Resultado provável deve ser conhecido logo após o fechamento das urnas

Cerca de 46,03 milhões de eleitores vão às urnas neste domingo (6) a partir das 8h locais (3h de Brasília) para, em segundo turno, escolher o novo presidente da França, entre o socialista François Hollande e o conservador Nicolas Sarkozy, que tenta a reeleição.


França vai às urnas neste domingo escolher entre Hollande e Sarkozy

Pesquisas divulgadas nas últimas semanas mostram que Hollande é favorito. Se eleito, ele cumprirá um mandato de 5 anos, com a missão de tirar a França da crise econômica que assola a zona do euro.

Após as eleições presidenciais, o país terá duas rodadas de votação parlamentar, em 10 e 17 de junho, para escolher 557 deputados.

A campanha do segundo turno foi interrompida à 0h local de sábado.

Os locais de votação na França Continental abrem às 8h locais (3h de Brasília) e fecham às 20h (15h de Brasília) em algumas cidades, inclusive Paris.

O primeiro turno foi vencido por Hollande, do Partido Socialista, com 28,63% de votos.
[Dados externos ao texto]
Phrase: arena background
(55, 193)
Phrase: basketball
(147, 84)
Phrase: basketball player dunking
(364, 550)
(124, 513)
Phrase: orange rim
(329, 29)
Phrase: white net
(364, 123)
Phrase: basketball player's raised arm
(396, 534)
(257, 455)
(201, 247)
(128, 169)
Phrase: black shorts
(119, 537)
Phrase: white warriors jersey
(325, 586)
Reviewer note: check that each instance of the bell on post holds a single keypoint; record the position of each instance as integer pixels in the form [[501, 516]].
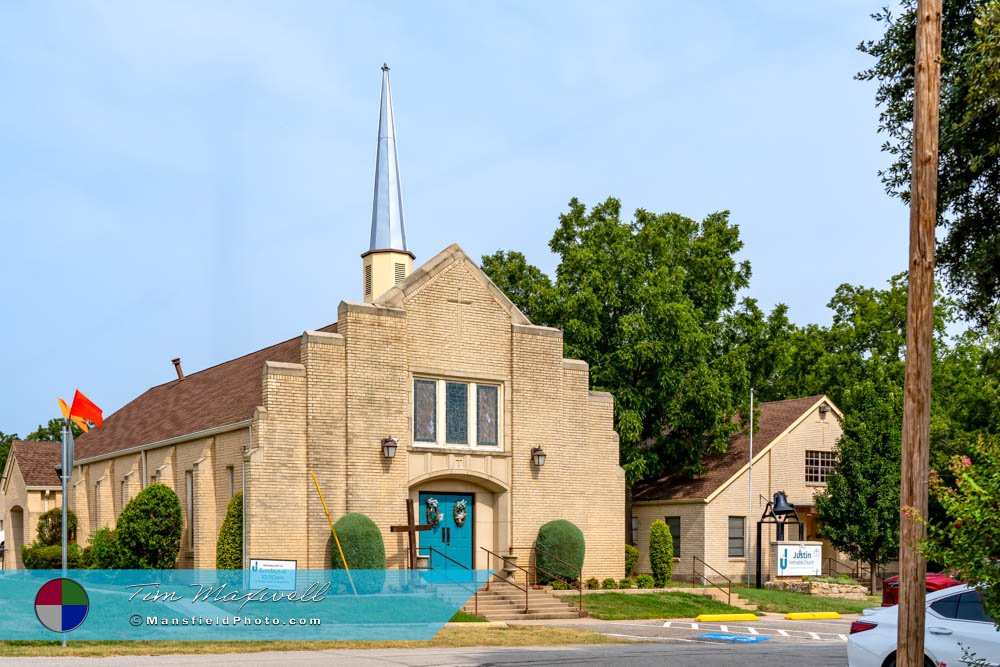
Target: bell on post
[[781, 504]]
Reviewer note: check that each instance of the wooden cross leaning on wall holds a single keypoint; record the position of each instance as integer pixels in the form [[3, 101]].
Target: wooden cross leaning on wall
[[411, 528]]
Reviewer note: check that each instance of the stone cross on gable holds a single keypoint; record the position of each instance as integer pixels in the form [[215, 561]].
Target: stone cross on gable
[[460, 304], [411, 529]]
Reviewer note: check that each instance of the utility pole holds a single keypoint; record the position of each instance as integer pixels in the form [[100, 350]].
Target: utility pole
[[919, 332]]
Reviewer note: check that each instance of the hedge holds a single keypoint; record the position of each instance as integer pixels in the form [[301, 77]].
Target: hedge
[[229, 547], [661, 552], [149, 530], [37, 556], [362, 543], [559, 551], [50, 527]]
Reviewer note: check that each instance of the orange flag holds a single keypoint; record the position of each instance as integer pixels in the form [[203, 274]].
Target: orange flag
[[79, 421], [84, 408]]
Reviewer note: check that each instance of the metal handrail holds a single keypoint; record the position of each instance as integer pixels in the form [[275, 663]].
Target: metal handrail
[[579, 572], [729, 582], [430, 564], [527, 586]]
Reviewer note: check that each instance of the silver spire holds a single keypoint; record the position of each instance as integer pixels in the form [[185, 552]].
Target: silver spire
[[387, 205]]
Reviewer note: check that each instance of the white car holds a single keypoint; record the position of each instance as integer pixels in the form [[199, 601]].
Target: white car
[[957, 627]]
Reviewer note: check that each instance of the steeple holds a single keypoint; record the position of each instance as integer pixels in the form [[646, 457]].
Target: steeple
[[387, 261]]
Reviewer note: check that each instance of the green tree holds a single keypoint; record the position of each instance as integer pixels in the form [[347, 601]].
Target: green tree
[[644, 302], [229, 548], [859, 509], [966, 539], [52, 432], [149, 530], [969, 171], [661, 552]]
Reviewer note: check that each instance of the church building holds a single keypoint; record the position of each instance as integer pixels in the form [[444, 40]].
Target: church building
[[432, 388]]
Sarkozy, da União do Movimento Popular, teve 27,18%. Em terceiro lugar, ficou Marine Le Pen, da Frente Nacional, de extrema-direita, com 17,9%.

A boa votação de Marina, filha do líder direitista Jen Marie Le Pen, levou Sarkozy a "adernar" seu discurso para a direita, em uma tentativa de angariar votos entre os eleitores da Frente Nacional, segundo analistas.
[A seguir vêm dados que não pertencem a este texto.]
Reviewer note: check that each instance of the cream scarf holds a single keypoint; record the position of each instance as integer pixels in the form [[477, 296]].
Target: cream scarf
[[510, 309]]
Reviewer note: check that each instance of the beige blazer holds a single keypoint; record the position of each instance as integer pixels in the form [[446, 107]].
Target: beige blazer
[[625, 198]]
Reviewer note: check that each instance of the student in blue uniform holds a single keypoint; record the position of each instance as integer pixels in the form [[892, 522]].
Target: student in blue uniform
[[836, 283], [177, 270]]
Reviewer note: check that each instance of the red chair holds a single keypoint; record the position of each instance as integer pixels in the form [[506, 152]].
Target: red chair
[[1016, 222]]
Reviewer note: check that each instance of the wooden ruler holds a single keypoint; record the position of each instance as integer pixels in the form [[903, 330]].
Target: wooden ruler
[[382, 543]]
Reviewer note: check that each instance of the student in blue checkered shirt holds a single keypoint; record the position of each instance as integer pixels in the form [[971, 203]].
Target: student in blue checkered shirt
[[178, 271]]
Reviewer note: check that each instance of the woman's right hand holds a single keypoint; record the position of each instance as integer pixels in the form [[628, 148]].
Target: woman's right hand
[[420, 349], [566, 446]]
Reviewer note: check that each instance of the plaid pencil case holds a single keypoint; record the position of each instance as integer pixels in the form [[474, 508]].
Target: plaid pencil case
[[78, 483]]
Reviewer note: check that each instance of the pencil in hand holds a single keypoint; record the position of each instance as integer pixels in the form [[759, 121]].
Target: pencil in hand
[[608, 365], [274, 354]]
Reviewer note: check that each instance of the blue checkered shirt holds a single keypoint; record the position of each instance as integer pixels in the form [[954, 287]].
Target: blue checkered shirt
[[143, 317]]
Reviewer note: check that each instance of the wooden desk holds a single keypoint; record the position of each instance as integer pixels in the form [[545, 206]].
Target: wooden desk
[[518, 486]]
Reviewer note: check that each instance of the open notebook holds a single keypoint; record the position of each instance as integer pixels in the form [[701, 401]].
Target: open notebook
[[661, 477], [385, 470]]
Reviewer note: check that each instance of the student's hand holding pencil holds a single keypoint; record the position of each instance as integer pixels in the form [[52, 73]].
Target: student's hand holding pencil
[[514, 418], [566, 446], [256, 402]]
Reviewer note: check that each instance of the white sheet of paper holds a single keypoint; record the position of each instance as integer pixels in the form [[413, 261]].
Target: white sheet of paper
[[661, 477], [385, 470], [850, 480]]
A própria Marine, no entanto, declarou que vai votar em branco no segundo turno.

Também foram bem votados Jean-Luc Melenchon (11,1%), da Frente de Esquerda, e o centrista François Bayrou (9,13%), do Movimento Democrático.
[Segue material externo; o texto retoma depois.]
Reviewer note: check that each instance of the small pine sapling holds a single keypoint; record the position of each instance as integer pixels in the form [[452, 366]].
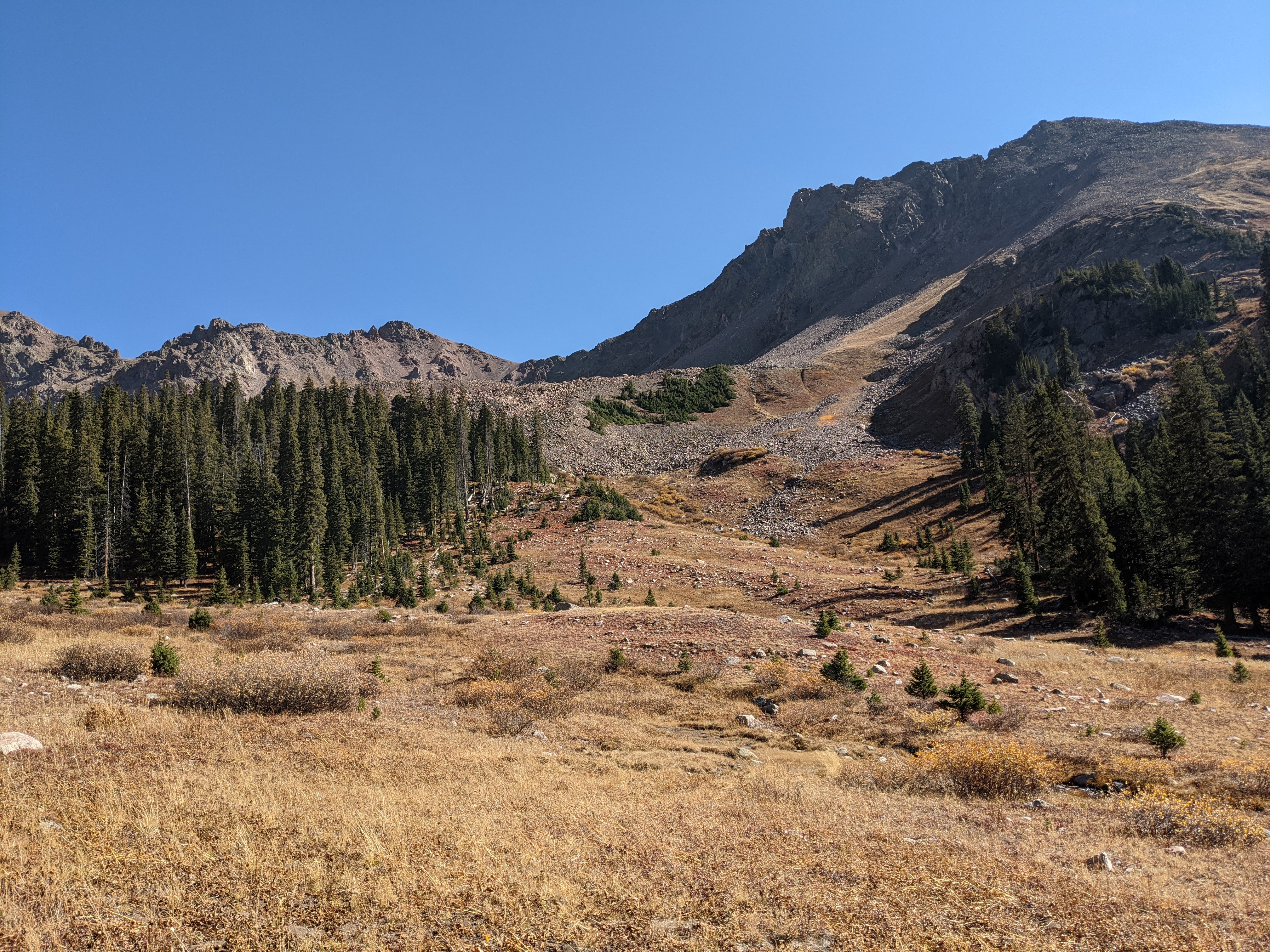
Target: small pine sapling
[[164, 660], [843, 672], [1222, 647], [1164, 738], [921, 682]]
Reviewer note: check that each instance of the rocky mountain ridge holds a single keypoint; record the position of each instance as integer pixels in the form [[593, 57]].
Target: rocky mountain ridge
[[844, 251], [36, 360]]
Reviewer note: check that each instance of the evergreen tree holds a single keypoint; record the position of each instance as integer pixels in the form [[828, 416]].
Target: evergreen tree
[[921, 682], [843, 672], [967, 417]]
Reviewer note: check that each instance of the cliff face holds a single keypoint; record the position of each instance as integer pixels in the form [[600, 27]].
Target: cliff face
[[844, 249], [36, 360]]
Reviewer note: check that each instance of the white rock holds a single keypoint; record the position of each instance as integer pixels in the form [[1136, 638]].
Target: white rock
[[13, 742]]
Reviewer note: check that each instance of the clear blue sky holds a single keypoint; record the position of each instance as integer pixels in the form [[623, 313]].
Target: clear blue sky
[[530, 178]]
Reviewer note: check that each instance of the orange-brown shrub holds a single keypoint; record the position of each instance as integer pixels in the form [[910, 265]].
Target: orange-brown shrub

O mandato atual de Sarkozy termina à 0h de 16 de maio.

Se Hollande vencer a eleição, deve haver um acordo para um cerimônia de posse, até mesmo antes do dia 16.

A posse é precedida por uma cerimônia de transição, em que, em uma reunião privada, Sarkozy passaria a Hollande as senhas do arsenal nuclear francês. O novo presidente nomeia um premiê e um gabinete "interino" até a eleição parlamentar de junho.

Após a composição do novo Parlamento, um novo governo deve ser formado. Historicamente, a votação no Parlamento segue a mesma tendência da votação presidencial.